Bertobat Demi
Keadilan!
Lukas 19:1-10
Di kota
Yerikho, Tuhan Yesus berjumpa dengan seorang kepala pemungut cukai bernama
Zakheus. Sebagai wilayah jajahan Romawi, maka penduduk Yerikho diwajibkan
membayar pajak/cukai kepada kaisar. Untuk menjalankan tugas memungut cukai
tersebut, maka diangkatlah orang-orang lokal (Israel) menjadi pegawai Romawi.
Merekalah yang disebut dengan pemungut cukai, dan Zakheus adalah kepala para
pemungut cukai di Yerikho.
Membaca kisah Zakheus,
seringkali kita terkesan dengan tubuhnya yang pendek dan kegigihannya untuk
berjumpa Tuhan, sampai-sampai ia memanjat sebuah pohon hanya agar dapat melihat
sosok Yesus. Dan ketika Tuhan Yesus melihatnya, Ia menyambut Zakheus dengan
luar biasa, sehingga penuhlah sukacita Zakheus.
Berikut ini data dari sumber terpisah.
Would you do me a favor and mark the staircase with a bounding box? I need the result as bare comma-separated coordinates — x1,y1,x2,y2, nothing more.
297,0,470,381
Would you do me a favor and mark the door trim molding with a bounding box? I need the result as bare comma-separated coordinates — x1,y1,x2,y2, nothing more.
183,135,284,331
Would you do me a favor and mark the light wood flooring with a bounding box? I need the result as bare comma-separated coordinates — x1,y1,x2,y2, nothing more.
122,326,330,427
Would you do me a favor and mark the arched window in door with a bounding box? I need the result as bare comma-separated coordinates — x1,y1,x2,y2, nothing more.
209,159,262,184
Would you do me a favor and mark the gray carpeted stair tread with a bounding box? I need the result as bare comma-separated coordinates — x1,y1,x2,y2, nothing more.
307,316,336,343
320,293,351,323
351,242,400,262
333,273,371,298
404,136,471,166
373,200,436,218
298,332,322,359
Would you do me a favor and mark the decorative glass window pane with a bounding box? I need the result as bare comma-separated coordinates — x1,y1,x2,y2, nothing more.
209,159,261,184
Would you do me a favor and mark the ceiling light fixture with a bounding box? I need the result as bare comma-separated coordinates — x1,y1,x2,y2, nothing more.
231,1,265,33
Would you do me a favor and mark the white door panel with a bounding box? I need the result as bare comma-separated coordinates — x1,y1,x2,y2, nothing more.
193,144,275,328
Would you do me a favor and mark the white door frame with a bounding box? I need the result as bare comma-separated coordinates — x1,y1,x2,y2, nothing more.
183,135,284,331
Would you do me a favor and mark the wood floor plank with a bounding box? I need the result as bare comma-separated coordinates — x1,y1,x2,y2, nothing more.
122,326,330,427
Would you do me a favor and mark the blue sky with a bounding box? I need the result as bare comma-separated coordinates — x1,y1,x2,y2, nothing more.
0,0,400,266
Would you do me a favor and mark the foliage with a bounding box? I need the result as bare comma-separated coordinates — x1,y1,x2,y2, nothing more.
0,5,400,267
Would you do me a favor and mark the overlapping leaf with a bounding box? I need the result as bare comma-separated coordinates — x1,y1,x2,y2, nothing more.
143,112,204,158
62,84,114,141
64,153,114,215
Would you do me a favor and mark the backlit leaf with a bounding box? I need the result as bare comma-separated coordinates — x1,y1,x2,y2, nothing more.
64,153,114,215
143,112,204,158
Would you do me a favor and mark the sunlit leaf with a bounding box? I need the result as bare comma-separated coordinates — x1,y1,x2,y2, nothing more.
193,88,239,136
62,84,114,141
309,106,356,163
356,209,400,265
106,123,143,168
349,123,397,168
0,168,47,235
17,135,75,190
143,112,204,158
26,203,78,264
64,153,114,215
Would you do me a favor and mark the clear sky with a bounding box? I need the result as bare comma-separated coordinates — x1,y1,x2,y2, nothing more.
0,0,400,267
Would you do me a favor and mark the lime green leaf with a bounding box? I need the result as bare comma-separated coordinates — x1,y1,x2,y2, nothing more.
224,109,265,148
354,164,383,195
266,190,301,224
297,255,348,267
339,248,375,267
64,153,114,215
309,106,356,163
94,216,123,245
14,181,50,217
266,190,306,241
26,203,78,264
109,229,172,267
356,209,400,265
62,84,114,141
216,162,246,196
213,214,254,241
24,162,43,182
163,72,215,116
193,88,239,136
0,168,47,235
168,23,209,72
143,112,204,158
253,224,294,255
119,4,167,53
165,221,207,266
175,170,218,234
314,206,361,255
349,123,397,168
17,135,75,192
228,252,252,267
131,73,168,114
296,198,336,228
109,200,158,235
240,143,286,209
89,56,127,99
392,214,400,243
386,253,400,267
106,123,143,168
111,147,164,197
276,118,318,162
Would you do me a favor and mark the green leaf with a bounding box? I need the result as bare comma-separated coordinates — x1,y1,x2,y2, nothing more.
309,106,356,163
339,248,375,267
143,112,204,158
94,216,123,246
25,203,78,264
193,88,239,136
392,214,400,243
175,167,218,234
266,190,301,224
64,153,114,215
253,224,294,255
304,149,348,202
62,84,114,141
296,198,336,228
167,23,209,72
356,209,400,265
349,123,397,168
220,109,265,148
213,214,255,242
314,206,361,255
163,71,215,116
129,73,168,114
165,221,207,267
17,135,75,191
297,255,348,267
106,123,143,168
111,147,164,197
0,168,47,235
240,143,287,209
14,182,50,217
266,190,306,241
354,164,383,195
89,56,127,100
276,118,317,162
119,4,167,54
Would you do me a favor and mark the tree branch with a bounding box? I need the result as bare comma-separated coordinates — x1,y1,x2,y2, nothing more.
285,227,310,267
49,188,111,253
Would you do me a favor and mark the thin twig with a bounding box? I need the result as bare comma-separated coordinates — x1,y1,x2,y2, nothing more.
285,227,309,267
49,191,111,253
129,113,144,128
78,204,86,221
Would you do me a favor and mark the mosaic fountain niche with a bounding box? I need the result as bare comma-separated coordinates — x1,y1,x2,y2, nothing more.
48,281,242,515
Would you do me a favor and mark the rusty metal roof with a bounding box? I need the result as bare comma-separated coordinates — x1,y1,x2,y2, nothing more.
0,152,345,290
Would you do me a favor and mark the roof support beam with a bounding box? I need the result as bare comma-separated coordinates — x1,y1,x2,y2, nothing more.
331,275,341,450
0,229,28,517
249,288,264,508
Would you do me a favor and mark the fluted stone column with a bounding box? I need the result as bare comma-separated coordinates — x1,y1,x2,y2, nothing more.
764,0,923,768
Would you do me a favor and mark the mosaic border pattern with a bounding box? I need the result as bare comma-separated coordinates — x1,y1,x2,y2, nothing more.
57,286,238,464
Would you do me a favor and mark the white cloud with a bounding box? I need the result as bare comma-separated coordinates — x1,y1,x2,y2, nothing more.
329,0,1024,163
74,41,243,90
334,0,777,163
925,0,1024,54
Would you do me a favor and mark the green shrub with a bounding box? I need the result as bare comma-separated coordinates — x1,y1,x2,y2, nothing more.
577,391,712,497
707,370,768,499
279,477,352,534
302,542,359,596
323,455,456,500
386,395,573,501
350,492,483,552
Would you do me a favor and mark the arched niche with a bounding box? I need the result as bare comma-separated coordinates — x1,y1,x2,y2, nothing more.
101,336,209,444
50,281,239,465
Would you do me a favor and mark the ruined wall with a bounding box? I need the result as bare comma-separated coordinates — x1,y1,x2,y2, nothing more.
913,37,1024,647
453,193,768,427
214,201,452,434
Namun rupanya peristiwa
tersebut disambut dengan sungut-sungut orang banyak. Menurut mereka, Zakheus
adalah “orang berdosa” dan tidak pantas kalau Yesus singgah di rumahnya.
Sebenarnya, apa salah Zakheus di sini? Bagaimana menurut anda? Apakah karena ia
seorang pemungut cukai yang gemar menagih lebih dari yang diharuskan? Apakah
karena ia mengambil apa yang bukan miliknya, sehingga bisa menjadi sangat kaya?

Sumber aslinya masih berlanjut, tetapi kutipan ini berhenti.